Thermosensors are ubiquitous integral membrane proteins that serve a variety of physiological roles, including plasma membrane remodeling, chemotaxis, touch, and pain. However, the mechanisms by which their transmembrane (TM) domains detect and transmit temperature signals are still largely unknown. The histidine kinase DesK from Bacillus subtilis is the paradigmatic example of a thermosensor designed to remodel membrane fluidity when the temperature drops below 30°C, thus providing a simple and adequate system to investigate the mechanism of thermal adaptation mediated by the TM segments. For its part, the Des pathway, controlled by DesK, offers a unique model to study in vivo the localization and dynamics of the involved proteins during the adaptive response, aspects that are still unknown. Our long-term goal is to establish the molecular mechanism by which the TM segments of the DesK sensor protein perceive the temperature change signal and transduce it into the activation or deactivation of the Des pathway as well as the cellular distribution and dynamics of the component proteins of the Des pathway in response to temperature changes, and therefore in membrane fluidity. We study these processes by combining functional methods (biochemical and in vivo studies) with techniques such as crystallography and single molecule localization super resolution microscopy (SMLM), among others.

Selected Publications

  • Revisiting the coupling of fatty acid to phospholipid synthesis in bacteria with FapR regulation. Molecular Microbiology 114, 653-663. Machinandiarena, F., Nakamatsu, L., Schujman, G.E., de Mendoza, D., Albanesi, D. (2020). doi: 10.1111/mmi.14574.

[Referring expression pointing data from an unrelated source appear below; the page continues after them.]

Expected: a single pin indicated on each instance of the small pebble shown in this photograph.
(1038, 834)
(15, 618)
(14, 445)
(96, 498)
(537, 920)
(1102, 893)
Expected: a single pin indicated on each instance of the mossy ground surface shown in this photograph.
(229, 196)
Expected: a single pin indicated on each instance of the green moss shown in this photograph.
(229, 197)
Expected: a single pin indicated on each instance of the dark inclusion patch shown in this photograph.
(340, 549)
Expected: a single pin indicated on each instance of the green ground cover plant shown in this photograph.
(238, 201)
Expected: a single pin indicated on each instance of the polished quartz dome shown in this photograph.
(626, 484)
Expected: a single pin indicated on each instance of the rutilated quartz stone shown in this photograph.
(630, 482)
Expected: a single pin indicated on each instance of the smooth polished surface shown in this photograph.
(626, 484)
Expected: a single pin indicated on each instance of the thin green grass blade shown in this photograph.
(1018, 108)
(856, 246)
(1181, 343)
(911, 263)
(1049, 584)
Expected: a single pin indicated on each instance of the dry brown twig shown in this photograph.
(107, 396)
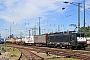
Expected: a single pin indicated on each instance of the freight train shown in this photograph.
(67, 40)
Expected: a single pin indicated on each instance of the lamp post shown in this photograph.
(78, 13)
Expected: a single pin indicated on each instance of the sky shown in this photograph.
(17, 17)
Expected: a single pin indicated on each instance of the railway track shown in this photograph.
(27, 51)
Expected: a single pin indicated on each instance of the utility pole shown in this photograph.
(78, 17)
(84, 17)
(58, 28)
(78, 13)
(39, 26)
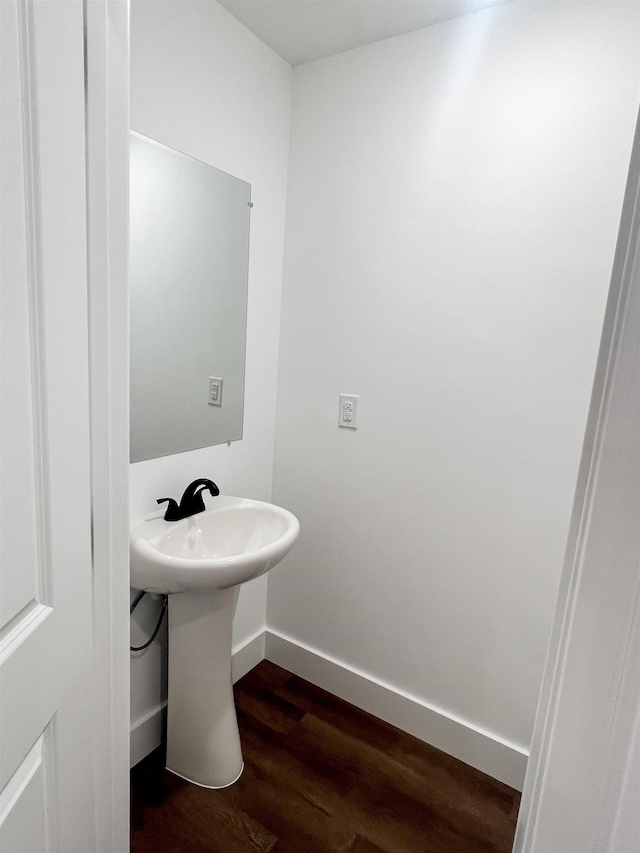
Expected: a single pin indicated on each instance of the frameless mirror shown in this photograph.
(188, 270)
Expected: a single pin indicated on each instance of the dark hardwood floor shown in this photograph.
(321, 775)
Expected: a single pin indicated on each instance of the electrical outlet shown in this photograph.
(348, 412)
(215, 391)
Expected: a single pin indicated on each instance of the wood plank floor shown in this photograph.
(321, 775)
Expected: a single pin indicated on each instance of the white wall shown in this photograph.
(454, 199)
(201, 83)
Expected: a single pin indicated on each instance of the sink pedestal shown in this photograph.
(203, 742)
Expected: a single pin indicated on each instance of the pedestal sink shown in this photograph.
(200, 562)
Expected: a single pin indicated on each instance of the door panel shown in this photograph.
(46, 653)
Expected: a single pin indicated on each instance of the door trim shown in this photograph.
(107, 141)
(590, 692)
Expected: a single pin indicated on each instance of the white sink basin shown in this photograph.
(201, 561)
(237, 539)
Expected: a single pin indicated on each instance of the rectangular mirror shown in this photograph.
(188, 269)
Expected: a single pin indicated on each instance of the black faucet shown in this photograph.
(191, 502)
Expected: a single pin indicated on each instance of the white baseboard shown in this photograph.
(146, 732)
(480, 749)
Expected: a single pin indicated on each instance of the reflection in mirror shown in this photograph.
(189, 262)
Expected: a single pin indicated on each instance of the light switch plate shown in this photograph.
(348, 412)
(215, 391)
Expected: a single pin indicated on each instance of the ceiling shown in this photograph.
(303, 30)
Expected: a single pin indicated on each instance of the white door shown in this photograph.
(46, 652)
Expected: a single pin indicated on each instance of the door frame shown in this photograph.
(581, 786)
(107, 146)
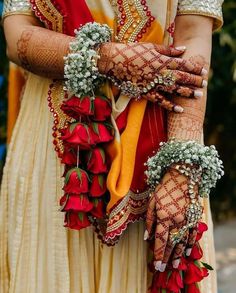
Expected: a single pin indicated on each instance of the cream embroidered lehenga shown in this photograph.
(37, 254)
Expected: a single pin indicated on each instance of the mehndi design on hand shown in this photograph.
(41, 51)
(139, 68)
(167, 208)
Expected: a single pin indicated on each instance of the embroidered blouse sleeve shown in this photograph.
(211, 8)
(16, 7)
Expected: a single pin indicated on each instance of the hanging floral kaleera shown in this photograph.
(190, 272)
(86, 163)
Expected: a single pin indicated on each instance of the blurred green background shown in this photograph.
(220, 120)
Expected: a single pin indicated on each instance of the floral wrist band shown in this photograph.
(80, 69)
(133, 90)
(202, 166)
(187, 152)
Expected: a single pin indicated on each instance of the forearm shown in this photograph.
(196, 36)
(35, 48)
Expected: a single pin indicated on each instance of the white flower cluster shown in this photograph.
(80, 70)
(191, 153)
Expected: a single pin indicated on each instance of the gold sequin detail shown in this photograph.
(211, 8)
(11, 7)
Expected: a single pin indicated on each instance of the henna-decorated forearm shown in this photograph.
(41, 51)
(188, 125)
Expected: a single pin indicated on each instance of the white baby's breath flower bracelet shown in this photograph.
(80, 69)
(202, 166)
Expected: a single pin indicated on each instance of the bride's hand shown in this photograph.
(142, 63)
(166, 215)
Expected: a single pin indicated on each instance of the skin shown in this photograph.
(41, 51)
(195, 32)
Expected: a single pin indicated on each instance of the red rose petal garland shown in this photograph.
(190, 272)
(86, 163)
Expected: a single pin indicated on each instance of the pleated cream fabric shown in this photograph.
(37, 254)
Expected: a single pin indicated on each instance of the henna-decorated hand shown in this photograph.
(140, 63)
(165, 215)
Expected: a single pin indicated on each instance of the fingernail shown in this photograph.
(157, 265)
(204, 83)
(163, 267)
(146, 235)
(188, 251)
(176, 263)
(180, 48)
(198, 94)
(178, 109)
(204, 71)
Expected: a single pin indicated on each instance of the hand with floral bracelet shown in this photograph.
(175, 206)
(150, 70)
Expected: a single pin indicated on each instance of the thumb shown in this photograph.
(176, 51)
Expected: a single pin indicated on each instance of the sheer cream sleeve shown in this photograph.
(211, 8)
(16, 7)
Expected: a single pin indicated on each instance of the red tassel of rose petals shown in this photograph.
(85, 186)
(189, 273)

  • Transmembrane prolines mediate signal sensing and decoding in Bacillus subtilis DesK histidine kinase. mBio 10:e02564-19. Fernández, P., Porrini, L., Albanesi, D., Abriata, L.A., Dal Peraro, M., de Mendoza, D., Mansilla, M.C. (2019). doi: 10.1128/mBio.02564-19.
  • A coiled coil switch mediates cold sensing by the thermosensory protein DesK. Molecular Microbiology. 98, 258-271. Saita, E., Abriata, L.A., Tsai, Y.T., Trajtenberg, F., Lemmin, T., Buschiazzo, B., Matteo Dal Peraro, de Mendoza, D., Albanesi, D. (2015). doi: 10.1111/mmi.13118.

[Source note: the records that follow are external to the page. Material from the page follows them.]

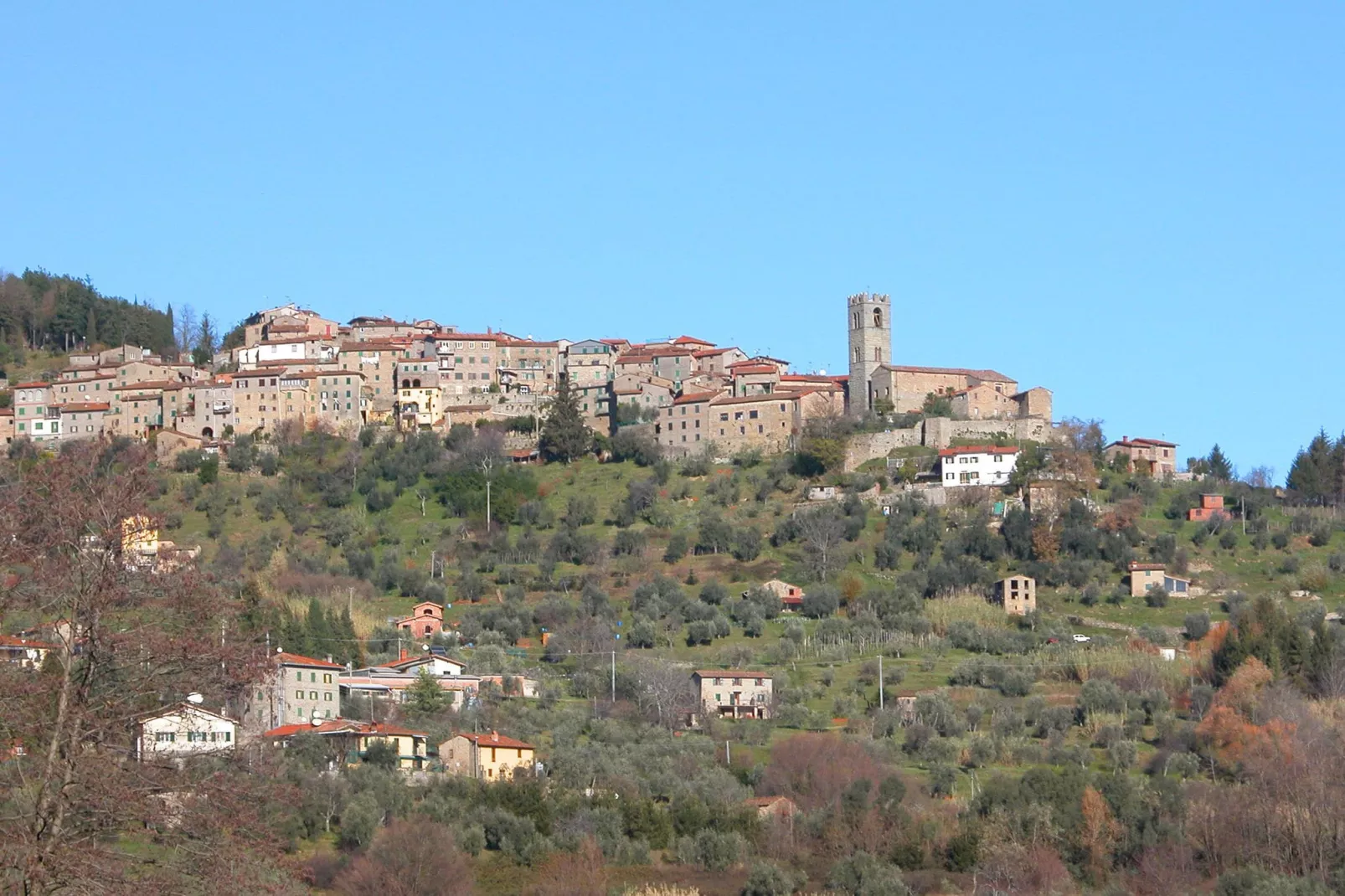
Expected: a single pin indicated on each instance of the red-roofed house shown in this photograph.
(348, 742)
(1152, 456)
(425, 621)
(486, 756)
(977, 465)
(734, 693)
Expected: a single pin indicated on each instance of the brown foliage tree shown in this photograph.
(410, 858)
(814, 770)
(128, 642)
(583, 873)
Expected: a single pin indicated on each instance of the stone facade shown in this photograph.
(870, 345)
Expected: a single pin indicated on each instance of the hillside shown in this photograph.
(639, 574)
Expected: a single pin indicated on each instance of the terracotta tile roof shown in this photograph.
(147, 384)
(696, 397)
(299, 660)
(10, 641)
(495, 739)
(757, 399)
(732, 673)
(959, 372)
(343, 725)
(978, 450)
(1143, 443)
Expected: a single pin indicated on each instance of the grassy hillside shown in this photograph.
(652, 563)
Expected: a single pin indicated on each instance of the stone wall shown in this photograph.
(939, 432)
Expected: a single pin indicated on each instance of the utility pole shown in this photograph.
(880, 681)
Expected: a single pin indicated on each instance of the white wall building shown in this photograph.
(184, 731)
(977, 466)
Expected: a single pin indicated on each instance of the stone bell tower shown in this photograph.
(870, 345)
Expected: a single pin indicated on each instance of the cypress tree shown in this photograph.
(565, 436)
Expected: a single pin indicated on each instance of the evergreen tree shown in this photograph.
(565, 436)
(1219, 466)
(1316, 470)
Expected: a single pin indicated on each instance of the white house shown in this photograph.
(184, 729)
(977, 466)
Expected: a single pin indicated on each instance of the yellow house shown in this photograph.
(139, 541)
(486, 756)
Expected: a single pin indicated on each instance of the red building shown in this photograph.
(1209, 507)
(426, 619)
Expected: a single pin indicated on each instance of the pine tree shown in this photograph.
(565, 436)
(1219, 466)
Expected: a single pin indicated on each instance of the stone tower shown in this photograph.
(870, 345)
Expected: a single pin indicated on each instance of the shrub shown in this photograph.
(865, 875)
(768, 878)
(1196, 626)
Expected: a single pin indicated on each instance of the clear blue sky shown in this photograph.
(1138, 206)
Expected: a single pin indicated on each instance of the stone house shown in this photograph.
(491, 756)
(1145, 578)
(82, 420)
(734, 693)
(672, 363)
(137, 409)
(907, 388)
(348, 742)
(297, 690)
(33, 416)
(528, 366)
(475, 361)
(377, 361)
(588, 363)
(1209, 507)
(754, 379)
(95, 388)
(183, 731)
(791, 596)
(1149, 456)
(1017, 595)
(717, 361)
(983, 403)
(375, 328)
(977, 466)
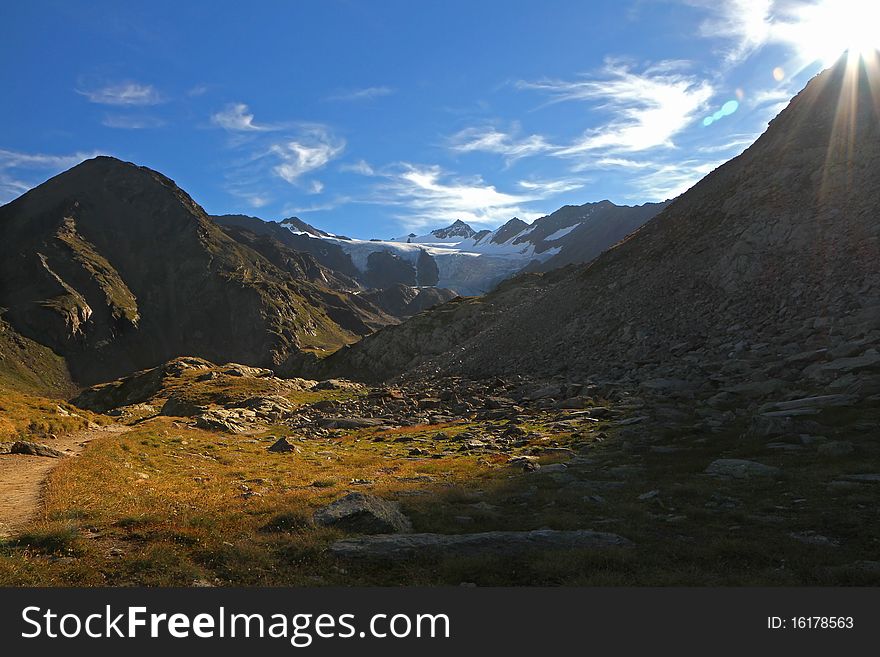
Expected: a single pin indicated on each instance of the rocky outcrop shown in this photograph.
(116, 268)
(757, 285)
(363, 514)
(35, 449)
(499, 543)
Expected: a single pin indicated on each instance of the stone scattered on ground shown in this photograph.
(741, 469)
(501, 543)
(282, 446)
(35, 449)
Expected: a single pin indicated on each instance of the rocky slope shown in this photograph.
(760, 281)
(115, 268)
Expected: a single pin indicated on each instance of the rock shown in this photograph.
(350, 422)
(364, 514)
(497, 543)
(35, 449)
(221, 420)
(553, 468)
(836, 448)
(741, 469)
(235, 369)
(869, 478)
(812, 538)
(812, 403)
(840, 366)
(281, 446)
(336, 384)
(176, 407)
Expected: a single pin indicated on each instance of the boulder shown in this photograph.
(35, 449)
(350, 422)
(498, 543)
(741, 469)
(364, 514)
(282, 446)
(221, 420)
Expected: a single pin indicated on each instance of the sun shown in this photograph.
(824, 30)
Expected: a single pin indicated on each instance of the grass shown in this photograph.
(165, 504)
(31, 417)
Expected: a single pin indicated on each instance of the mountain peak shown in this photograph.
(457, 229)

  • Allosteric activation of bacterial response regulators: the role of the cognate histidine kinase beyond phosphorylation. mBio 5:e02105-14 Trajtenberg, F., Albanesi, D., Ruétalo, N., Botti, H., Mechaly, A.E., Nieves, M., Aguilar, P.S., Cybulski, L., Larrieux, N., de Mendoza, D., Buschiazzo, A. (2014). doi: 10.1128/mBio.
  • Structural basis for feed-forward transcriptional regulation of membrane lipid homeostasis in Staphylococcus aureus. PLOS Pathogens 9:e1003108. Albanesi, D., Reh, G., Schaeffer, F., Debarbouille, M., Guerin, M.E., Buschiazzo, A., Schujman, G.E., de Mendoza, D., Alzari, P. (2013). doi: 10.1371/journal.ppat.1003108.